As for the game of dictionary, I got good at that too. Dictionary is a simple game requiring a dictionary, paper and writing implements. Each person has a turn finding a word in the dictionary for which he thinks nobody present knows the definition. Then he says and spells the word for all assembled. He then writes the real definition on a piece of paper while the others make up their own definitions for the word. The dictionary holder collects the papers and then reads them one at a time (trying to keep a straight face as much as possible). Everybody votes for which one they think is the correct definition.

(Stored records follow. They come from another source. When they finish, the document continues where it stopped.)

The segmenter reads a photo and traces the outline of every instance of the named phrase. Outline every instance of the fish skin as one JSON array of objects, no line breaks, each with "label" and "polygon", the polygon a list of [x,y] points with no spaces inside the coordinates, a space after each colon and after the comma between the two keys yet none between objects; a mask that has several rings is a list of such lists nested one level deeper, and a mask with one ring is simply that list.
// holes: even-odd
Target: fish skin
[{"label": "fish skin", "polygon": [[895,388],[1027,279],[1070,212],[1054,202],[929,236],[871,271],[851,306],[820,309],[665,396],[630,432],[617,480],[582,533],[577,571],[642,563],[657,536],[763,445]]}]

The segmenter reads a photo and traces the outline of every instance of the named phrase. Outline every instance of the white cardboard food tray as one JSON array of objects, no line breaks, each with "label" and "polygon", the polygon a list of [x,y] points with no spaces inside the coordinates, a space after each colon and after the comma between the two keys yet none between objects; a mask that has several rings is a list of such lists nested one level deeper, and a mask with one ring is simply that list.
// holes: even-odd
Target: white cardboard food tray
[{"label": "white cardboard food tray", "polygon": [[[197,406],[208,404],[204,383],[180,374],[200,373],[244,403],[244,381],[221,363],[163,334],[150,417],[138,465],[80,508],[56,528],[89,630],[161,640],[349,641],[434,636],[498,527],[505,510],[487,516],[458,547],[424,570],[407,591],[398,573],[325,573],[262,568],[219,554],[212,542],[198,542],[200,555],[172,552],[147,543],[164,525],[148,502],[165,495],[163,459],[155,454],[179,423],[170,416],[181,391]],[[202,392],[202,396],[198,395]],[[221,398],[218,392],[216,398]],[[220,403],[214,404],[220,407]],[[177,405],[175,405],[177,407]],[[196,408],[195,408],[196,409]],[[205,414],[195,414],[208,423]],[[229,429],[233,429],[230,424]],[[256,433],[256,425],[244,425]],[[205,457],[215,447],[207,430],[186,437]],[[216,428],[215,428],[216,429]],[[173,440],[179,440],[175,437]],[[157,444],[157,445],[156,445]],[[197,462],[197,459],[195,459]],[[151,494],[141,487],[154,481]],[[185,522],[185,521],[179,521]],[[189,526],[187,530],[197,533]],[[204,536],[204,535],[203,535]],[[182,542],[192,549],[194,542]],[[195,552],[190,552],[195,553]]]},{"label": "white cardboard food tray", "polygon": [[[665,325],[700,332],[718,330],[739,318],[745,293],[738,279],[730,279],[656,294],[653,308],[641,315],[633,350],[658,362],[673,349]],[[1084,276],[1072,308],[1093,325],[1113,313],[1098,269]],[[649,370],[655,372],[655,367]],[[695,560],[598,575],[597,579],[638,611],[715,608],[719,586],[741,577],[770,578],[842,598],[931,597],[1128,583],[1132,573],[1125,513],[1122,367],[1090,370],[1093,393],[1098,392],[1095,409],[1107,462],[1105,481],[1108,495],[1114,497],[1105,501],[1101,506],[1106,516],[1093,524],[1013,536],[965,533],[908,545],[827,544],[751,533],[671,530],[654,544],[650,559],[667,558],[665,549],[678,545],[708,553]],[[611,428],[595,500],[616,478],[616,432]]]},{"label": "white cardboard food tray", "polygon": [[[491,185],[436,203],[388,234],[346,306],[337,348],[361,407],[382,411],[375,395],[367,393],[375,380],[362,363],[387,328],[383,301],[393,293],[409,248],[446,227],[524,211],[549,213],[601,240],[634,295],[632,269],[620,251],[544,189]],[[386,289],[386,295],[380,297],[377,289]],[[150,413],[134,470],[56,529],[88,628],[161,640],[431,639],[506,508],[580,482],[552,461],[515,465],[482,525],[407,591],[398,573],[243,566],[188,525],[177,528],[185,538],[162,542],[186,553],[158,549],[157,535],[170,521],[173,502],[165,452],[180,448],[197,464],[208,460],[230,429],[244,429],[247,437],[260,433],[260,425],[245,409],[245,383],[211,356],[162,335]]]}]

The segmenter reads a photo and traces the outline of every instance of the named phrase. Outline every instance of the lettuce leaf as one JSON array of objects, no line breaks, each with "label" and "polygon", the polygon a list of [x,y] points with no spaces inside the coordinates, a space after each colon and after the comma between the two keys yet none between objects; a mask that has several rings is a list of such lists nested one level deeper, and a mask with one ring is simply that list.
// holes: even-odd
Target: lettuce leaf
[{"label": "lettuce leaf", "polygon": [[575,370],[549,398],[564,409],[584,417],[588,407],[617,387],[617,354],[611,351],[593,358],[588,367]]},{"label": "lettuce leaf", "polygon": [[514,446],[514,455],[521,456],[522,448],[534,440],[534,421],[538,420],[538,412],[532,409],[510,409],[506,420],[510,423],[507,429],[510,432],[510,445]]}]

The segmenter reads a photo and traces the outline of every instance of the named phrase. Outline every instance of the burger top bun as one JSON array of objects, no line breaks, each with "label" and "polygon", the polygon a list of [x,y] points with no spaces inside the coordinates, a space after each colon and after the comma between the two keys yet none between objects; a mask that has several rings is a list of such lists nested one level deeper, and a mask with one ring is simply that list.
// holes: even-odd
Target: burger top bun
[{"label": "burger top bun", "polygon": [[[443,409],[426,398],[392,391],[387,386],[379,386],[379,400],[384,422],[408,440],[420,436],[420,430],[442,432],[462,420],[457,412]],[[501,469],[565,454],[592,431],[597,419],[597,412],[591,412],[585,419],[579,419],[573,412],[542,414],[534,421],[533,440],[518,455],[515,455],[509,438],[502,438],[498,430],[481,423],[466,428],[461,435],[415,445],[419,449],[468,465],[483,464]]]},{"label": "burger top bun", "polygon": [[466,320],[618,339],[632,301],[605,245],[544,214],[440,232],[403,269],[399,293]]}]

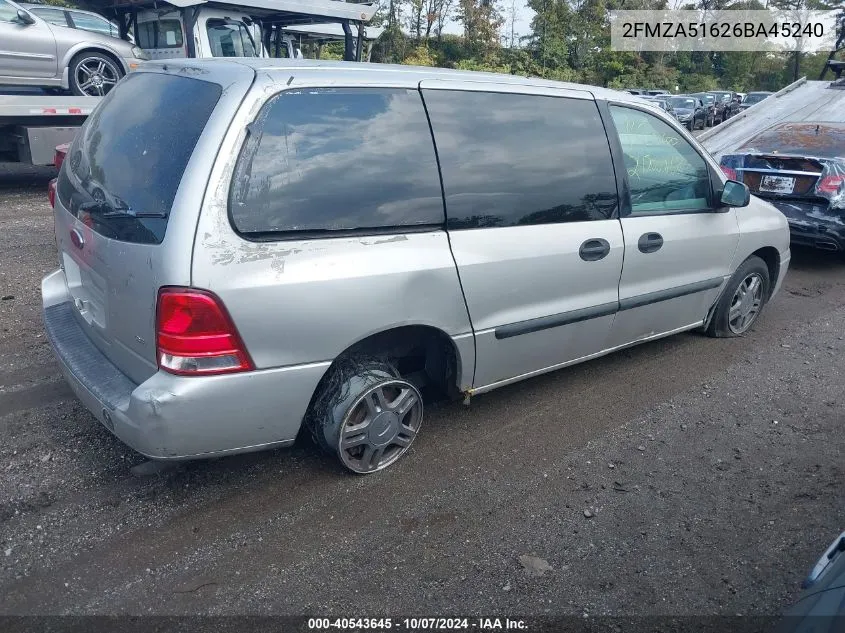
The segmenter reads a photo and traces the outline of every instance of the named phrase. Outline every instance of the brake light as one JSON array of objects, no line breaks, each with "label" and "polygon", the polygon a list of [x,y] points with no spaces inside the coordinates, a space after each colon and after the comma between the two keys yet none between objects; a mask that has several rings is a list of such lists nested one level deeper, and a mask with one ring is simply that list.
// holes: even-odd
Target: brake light
[{"label": "brake light", "polygon": [[816,191],[819,193],[828,193],[830,195],[839,191],[839,188],[845,183],[845,176],[825,176],[816,185]]},{"label": "brake light", "polygon": [[56,178],[50,181],[47,185],[47,199],[50,201],[50,206],[56,208]]},{"label": "brake light", "polygon": [[219,298],[204,290],[162,288],[156,306],[159,368],[181,376],[254,369]]}]

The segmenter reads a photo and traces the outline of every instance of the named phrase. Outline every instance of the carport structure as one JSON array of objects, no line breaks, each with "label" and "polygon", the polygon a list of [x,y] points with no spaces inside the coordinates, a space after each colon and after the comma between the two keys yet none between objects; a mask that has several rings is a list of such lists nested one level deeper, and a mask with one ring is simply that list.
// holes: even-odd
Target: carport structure
[{"label": "carport structure", "polygon": [[371,2],[355,0],[84,0],[81,4],[114,17],[123,39],[128,38],[130,28],[138,33],[139,11],[177,10],[186,27],[188,57],[197,56],[194,30],[199,11],[217,8],[249,15],[261,27],[264,50],[271,56],[279,50],[283,30],[297,27],[300,37],[311,36],[318,42],[342,39],[343,59],[361,61],[364,41],[373,39],[372,35],[368,37],[365,27],[376,12]]}]

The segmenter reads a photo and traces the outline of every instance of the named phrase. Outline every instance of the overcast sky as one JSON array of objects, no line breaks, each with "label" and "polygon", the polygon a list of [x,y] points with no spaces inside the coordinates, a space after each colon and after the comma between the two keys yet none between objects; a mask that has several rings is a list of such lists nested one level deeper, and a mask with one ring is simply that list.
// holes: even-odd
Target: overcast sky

Anybody who guesses the correct definition gets a point and anybody whose false definition was voted for gets as many points as votes were voted. My strategy was to select a word with a weird true definition when holding the dictionary and to make my false definitions sound very dictionary-like. It worked pretty well. Some people gave up on making their definitions sound real and just went for the more hilarious the better. It made for a fun game when people went for laughs. Some of the false definitions were so memorable that my husband and I still refer to them at times. "Darkle" now means to us the lights you see when you close your eyes. "Bruel" means a thick stew prepared in large cauldrons by Scandinavian women.
Sometimes the simple games are the most fun. Though my tastes run more toward computer games like Sims, Civilization, and Pirates these days. Maybe my oldest will be ready for dominoes soon. My grandparents played that one every night (I've never seen anybody count up dominoes from a double twelve set faster than them). My husband and I will backseat drive when one of us is playing a computer game. But we don't play too many other games, especially when we are competing against each other. Our talents are different so one person's preferred game is either boring or frustrating to the other. We both have a competitive streak, too. His is more obvious than mine.
Well, I guess I'm turning out to be more talkative than I thought on my blogs. I think that this is quite enough for tonight.